How often should performance reviews be conducted?

Traditional annual reviews are being replaced by more frequent check-ins. Best practices in 2026 include quarterly formal reviews supplemented by monthly or bi-weekly one-on-one meetings for ongoing feedback. Frequency should match business pace and employee needs.

What should be included in a performance review?

Effective reviews include: assessment of goals achieved, evaluation of core competencies and job responsibilities, specific examples of performance (positive and negative), feedback from multiple sources, discussion of career development, and clear objectives for the next review period.

How long should a performance review take?

Schedule 60-90 minutes for each performance review meeting to allow thorough discussion. Managers should spend 2-4 hours preparing for each review. Rushing reviews produces superficial evaluations that don’t improve performance.

What is the difference between a performance review and an employee evaluation?

The terms are often used interchangeably. Employee evaluation is the broader category encompassing various assessment methods.

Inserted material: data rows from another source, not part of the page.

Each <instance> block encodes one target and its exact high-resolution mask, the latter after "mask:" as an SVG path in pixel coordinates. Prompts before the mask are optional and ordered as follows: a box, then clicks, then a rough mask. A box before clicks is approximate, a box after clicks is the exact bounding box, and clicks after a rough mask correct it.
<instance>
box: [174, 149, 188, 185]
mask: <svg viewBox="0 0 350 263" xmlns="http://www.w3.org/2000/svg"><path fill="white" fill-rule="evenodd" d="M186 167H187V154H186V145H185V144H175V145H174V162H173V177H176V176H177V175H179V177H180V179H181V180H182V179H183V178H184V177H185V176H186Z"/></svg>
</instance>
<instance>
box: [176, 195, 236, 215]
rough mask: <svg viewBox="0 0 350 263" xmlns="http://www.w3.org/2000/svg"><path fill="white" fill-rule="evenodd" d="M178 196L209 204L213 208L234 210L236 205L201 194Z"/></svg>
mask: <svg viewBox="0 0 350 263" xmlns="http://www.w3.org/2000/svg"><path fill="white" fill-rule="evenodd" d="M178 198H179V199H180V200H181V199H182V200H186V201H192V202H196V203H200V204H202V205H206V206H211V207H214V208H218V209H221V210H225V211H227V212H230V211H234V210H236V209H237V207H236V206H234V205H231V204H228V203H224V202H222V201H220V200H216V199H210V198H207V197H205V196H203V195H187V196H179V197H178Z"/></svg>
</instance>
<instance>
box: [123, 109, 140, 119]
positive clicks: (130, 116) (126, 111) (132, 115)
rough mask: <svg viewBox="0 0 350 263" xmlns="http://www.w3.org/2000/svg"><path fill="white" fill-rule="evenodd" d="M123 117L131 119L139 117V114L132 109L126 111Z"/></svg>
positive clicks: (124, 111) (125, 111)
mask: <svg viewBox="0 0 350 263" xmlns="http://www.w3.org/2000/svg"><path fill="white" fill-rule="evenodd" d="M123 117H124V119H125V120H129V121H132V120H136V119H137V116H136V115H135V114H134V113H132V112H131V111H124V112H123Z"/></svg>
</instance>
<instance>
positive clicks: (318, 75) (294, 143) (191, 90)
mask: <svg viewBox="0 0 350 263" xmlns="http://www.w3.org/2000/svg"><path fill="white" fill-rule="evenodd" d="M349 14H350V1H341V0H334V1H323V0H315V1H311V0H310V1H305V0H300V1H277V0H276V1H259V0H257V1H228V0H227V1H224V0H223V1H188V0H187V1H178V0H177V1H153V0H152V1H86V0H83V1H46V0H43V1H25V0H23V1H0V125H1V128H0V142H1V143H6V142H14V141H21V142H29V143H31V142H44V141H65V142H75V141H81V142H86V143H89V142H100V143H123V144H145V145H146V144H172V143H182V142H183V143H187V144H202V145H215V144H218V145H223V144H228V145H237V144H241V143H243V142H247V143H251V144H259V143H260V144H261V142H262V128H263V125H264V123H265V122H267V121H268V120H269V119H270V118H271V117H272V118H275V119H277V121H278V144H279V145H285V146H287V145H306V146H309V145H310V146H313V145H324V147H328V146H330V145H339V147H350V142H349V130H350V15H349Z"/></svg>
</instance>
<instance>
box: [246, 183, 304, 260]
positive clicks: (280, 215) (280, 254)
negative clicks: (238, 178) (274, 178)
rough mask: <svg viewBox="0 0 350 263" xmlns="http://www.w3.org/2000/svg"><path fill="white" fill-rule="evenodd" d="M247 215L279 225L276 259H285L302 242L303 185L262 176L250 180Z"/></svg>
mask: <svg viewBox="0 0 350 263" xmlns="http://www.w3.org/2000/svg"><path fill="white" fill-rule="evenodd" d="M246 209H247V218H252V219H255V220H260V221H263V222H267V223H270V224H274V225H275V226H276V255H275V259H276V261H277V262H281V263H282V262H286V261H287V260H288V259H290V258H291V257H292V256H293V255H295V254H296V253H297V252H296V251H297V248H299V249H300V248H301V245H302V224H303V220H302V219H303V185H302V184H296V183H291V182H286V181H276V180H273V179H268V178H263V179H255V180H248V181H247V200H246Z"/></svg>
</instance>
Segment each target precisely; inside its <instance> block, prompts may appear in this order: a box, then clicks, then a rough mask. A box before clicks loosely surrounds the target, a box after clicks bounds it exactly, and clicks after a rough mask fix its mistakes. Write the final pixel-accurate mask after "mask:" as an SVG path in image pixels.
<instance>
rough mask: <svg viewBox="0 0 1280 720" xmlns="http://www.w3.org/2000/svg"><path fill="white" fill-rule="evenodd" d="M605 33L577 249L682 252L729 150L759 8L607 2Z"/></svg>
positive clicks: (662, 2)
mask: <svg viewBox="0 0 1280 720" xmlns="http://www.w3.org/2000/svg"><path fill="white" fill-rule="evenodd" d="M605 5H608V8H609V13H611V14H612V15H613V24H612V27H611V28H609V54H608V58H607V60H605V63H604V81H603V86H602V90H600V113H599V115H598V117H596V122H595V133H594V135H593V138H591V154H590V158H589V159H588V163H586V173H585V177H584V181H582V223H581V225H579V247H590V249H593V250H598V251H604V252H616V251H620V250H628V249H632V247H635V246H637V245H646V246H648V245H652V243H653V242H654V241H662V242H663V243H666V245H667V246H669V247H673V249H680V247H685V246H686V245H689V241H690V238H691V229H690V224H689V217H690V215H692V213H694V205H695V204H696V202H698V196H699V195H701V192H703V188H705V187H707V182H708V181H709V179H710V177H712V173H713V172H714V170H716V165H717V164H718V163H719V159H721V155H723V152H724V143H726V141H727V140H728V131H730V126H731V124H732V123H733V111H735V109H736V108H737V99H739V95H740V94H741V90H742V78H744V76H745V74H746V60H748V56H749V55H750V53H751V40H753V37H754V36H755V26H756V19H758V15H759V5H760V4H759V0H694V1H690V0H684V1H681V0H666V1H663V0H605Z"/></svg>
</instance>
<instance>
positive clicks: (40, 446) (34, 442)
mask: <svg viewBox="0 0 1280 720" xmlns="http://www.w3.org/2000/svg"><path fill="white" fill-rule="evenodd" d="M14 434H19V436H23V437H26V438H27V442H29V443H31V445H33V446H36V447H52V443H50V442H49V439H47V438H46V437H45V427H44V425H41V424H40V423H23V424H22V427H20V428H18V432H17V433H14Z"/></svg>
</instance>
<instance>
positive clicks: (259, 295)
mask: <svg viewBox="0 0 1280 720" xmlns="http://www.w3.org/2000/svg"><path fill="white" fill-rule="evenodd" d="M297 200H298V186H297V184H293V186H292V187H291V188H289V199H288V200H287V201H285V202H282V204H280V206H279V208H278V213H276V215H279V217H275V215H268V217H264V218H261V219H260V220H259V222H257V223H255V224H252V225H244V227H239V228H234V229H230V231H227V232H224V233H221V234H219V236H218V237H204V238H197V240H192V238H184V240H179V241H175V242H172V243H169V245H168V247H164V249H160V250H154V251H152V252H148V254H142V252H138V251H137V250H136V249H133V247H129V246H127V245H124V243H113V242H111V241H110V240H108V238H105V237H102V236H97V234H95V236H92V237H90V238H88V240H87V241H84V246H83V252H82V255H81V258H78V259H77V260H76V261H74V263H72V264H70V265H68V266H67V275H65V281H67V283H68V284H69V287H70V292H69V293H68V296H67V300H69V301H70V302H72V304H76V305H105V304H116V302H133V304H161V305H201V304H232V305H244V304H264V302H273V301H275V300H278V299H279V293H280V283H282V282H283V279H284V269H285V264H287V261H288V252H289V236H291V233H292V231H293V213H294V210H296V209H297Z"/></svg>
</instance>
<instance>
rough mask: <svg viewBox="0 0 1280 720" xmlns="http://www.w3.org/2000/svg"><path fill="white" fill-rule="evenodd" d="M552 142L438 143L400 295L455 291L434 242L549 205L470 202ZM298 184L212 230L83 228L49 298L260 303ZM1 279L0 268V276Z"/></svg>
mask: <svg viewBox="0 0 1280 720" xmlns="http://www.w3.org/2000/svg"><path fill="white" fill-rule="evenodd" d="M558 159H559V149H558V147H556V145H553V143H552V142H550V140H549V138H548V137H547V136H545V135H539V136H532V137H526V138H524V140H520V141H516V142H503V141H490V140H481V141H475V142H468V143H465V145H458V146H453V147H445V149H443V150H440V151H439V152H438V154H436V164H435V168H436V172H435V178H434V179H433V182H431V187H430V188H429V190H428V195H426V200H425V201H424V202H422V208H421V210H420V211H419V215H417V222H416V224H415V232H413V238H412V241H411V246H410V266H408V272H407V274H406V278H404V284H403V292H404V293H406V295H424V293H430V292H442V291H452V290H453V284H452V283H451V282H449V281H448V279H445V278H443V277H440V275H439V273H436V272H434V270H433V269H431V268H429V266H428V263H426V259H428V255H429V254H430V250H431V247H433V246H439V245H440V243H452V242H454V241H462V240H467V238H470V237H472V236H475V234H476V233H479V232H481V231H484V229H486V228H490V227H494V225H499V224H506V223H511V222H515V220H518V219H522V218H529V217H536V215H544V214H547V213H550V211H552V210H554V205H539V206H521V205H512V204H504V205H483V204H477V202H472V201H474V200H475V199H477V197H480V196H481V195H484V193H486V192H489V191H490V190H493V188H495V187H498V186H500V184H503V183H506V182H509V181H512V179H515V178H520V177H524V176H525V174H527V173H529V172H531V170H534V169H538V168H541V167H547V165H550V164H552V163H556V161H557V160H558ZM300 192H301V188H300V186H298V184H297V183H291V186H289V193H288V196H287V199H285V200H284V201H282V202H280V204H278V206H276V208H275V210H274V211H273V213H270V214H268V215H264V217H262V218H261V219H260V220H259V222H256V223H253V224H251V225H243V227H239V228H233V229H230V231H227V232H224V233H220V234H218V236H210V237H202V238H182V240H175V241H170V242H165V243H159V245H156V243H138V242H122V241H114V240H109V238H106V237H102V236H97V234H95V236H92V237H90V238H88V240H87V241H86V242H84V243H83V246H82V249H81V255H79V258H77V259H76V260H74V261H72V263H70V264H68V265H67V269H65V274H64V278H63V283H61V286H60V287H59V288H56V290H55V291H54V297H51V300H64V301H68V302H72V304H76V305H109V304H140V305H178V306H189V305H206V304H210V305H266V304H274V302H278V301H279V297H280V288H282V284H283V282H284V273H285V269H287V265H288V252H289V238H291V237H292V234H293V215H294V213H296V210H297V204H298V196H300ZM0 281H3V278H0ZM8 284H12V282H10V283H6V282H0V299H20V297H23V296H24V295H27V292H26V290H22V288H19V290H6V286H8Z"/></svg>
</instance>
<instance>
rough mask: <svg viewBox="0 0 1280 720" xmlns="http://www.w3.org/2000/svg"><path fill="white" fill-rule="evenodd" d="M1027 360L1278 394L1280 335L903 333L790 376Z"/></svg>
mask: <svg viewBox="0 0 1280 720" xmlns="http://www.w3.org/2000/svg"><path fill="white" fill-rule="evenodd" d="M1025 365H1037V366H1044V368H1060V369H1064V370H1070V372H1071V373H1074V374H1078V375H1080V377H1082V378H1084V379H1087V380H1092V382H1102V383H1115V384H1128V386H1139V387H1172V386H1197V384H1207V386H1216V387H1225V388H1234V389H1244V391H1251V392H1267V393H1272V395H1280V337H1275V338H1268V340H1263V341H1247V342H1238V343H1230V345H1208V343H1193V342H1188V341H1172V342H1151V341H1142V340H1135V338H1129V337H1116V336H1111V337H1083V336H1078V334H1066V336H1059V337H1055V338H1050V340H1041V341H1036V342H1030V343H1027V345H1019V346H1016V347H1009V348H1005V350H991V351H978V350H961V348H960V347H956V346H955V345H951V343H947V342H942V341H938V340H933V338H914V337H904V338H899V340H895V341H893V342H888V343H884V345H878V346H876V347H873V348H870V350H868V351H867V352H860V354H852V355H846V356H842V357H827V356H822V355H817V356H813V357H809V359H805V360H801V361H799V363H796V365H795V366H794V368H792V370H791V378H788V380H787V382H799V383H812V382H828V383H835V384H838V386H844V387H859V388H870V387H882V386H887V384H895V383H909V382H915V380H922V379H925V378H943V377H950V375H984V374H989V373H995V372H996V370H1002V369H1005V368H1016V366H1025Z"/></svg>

Performance review typically refers to the specific periodic meeting where manager and employee discuss performance. Some organizations use “evaluation” for the formal annual process and “review” for informal check-ins.

Can performance reviews be used for termination decisions?

Yes. Performance reviews create documentation of performance issues, feedback given, improvement opportunities provided, and progress (or lack thereof). This documentation is critical for defending termination decisions. However, reviews shouldn’t be the only documentation—ongoing notes from one-on-ones and performance improvement plans are also important.

What is 360-degree feedback?

360-degree feedback collects performance input from multiple sources: the employee’s manager, peers, direct reports (if applicable), and sometimes customers or stakeholders, plus self-assessment. It provides more complete performance pictures than manager-only reviews but is more time-intensive.

How do you give negative feedback in a performance review?

Use specific examples (SBI model: Situation-Behavior-Impact), describe observable behaviors rather than personality traits, focus on impact, and offer clear guidance for improvement. Deliver critical feedback respectfully and professionally, and balance it with recognition of strengths. No surprises—performance issues should have been discussed before the formal review.